Re: [PATCH v1 2/2] iommu/arm-smmu-v3: Recover ATC invalidate timeouts
From: Jason Gunthorpe
Date: Fri Mar 06 2026 - 14:44:22 EST
On Fri, Mar 06, 2026 at 07:35:19PM +0000, Samiullah Khawaja wrote:
> On Fri, Mar 06, 2026 at 09:00:06AM -0400, Jason Gunthorpe wrote:
> > On Fri, Mar 06, 2026 at 11:22:52AM +0800, Baolu Lu wrote:
> > > I believe this issue is not unique to the arm-smmu-v3 driver. Device ATC
> > > invalidation timeout is a generic challenge across all IOMMU
> > > architectures that support PCI ATS. Would it be feasible to implement a
> > > common 'fencing and recovery' mechanism in the IOMMU core so that all
> > > IOMMU drivers could benefit?
> >
> > I think yes, for parts, but the driver itself has to do something deep
> > inside it's invalidation to allow the flush to complete without
> > exposing the system to memory corruption - meaning it has to block
> > translated requests before completing the flush
>
> Yes and currently the underlying drivers have software timeouts
> (AMD=100millisecond, arm-smmu-v3=1second) defined which could timeout
> before the actual ATC invalidation timeout occurs. Do you think maybe
> the timeout needs to be propagated to the caller (flush callback) so the
> memory/IOVA is not allocated to something else?

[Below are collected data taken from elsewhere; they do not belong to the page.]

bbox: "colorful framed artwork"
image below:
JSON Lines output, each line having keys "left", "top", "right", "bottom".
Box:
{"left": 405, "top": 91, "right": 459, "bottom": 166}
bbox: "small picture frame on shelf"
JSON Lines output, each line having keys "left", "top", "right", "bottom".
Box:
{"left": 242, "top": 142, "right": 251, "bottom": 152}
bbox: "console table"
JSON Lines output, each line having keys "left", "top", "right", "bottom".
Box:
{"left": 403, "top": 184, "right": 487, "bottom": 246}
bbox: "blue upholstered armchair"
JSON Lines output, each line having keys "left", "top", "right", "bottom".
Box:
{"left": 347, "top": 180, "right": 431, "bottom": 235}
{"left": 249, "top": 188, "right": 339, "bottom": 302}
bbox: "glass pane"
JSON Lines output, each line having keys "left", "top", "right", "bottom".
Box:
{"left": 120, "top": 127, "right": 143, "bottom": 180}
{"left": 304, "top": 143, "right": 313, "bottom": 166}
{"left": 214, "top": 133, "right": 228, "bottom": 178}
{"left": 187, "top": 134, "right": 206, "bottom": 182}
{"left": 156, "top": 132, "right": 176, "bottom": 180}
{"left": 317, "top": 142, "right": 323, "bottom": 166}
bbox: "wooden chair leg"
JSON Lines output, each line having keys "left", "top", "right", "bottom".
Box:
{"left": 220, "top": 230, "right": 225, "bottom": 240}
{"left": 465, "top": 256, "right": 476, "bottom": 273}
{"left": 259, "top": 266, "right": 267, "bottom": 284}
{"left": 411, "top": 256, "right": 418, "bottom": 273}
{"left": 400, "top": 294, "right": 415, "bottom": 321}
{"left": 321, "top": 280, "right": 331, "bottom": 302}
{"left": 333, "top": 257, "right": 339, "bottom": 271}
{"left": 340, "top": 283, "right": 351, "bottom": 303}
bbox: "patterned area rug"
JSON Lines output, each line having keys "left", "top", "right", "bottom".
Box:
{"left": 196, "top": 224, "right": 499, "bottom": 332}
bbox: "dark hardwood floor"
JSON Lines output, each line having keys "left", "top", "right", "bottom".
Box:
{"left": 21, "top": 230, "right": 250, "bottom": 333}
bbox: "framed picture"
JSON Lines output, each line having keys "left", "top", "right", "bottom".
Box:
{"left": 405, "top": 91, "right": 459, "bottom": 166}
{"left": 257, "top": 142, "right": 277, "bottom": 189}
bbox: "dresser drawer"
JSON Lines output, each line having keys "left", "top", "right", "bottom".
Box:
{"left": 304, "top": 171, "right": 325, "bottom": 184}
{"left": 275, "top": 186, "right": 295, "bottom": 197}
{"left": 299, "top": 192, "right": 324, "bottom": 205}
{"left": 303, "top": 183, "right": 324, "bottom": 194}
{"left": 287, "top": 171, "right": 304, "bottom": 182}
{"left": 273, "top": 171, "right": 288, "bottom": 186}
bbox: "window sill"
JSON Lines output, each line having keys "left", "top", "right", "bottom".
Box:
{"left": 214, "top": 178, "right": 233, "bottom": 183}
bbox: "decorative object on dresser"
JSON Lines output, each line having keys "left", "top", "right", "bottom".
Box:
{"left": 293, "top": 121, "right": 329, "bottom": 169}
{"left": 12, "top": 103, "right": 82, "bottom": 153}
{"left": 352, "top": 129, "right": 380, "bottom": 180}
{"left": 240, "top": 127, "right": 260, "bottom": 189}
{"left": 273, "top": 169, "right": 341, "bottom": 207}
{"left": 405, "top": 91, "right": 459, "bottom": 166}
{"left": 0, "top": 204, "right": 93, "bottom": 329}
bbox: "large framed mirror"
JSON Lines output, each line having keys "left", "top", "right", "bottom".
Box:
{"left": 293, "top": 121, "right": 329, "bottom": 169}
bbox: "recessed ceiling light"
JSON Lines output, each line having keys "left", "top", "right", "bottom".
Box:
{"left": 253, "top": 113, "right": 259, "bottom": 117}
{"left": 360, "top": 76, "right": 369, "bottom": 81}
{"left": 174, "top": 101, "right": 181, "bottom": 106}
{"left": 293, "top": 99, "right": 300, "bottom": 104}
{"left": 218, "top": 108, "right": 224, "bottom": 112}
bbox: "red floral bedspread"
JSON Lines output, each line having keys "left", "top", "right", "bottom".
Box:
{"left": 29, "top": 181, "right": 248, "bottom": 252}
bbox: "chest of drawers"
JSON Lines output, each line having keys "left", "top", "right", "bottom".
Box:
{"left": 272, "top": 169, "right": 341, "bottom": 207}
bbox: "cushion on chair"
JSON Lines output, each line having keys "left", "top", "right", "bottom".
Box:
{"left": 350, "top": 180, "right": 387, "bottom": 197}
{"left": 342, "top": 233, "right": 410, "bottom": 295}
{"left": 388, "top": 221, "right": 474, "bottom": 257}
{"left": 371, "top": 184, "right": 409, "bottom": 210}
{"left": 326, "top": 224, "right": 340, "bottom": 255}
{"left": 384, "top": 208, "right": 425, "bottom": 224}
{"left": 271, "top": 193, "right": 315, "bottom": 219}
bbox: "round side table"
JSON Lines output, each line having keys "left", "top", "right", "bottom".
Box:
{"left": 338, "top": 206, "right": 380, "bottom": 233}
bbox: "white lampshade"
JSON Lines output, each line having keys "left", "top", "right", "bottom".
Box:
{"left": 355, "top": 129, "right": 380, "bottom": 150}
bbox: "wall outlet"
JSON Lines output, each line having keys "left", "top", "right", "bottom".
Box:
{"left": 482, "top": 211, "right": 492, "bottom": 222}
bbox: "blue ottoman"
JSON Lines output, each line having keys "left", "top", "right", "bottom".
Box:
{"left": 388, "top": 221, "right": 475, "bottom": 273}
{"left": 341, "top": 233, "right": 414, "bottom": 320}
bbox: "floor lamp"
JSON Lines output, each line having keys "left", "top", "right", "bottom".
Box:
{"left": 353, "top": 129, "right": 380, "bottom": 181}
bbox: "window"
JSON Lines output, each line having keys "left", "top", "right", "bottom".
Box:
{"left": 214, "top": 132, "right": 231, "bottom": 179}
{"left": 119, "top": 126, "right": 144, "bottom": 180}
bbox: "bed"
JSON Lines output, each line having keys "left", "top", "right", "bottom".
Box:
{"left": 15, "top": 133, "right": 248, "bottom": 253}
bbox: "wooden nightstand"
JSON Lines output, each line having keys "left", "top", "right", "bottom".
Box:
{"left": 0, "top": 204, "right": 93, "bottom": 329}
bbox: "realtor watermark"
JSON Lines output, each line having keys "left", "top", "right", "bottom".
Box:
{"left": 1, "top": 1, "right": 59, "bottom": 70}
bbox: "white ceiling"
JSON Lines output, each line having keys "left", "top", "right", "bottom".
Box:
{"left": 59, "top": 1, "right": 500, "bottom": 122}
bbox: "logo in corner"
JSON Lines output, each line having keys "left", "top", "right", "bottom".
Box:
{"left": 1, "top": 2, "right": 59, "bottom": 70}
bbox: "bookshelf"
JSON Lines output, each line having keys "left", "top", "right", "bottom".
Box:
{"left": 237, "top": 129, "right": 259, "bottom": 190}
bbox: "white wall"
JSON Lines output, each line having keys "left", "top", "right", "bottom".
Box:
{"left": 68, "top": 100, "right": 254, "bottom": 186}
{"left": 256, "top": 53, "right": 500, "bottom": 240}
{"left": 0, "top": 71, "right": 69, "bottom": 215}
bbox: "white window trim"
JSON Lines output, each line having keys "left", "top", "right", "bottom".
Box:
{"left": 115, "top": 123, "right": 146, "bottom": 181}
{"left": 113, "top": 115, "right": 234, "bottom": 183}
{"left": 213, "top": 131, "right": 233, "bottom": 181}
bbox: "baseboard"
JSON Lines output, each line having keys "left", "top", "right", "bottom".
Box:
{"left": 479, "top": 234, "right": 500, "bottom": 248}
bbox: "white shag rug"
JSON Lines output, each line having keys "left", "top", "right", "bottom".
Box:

No, definitely not, that's basically impossible, so many callers just
can't handle such an idea, and you can't ever fully recover from such
a thing.
> Or blocking translated requests for such devices should be enough?
Yes, we have to fence the hardware and then allow the existing SW
stack to continue without any fear of UAF from the broken HW.
Fencing the HW means using the IOMMU to block translated requests.
Jason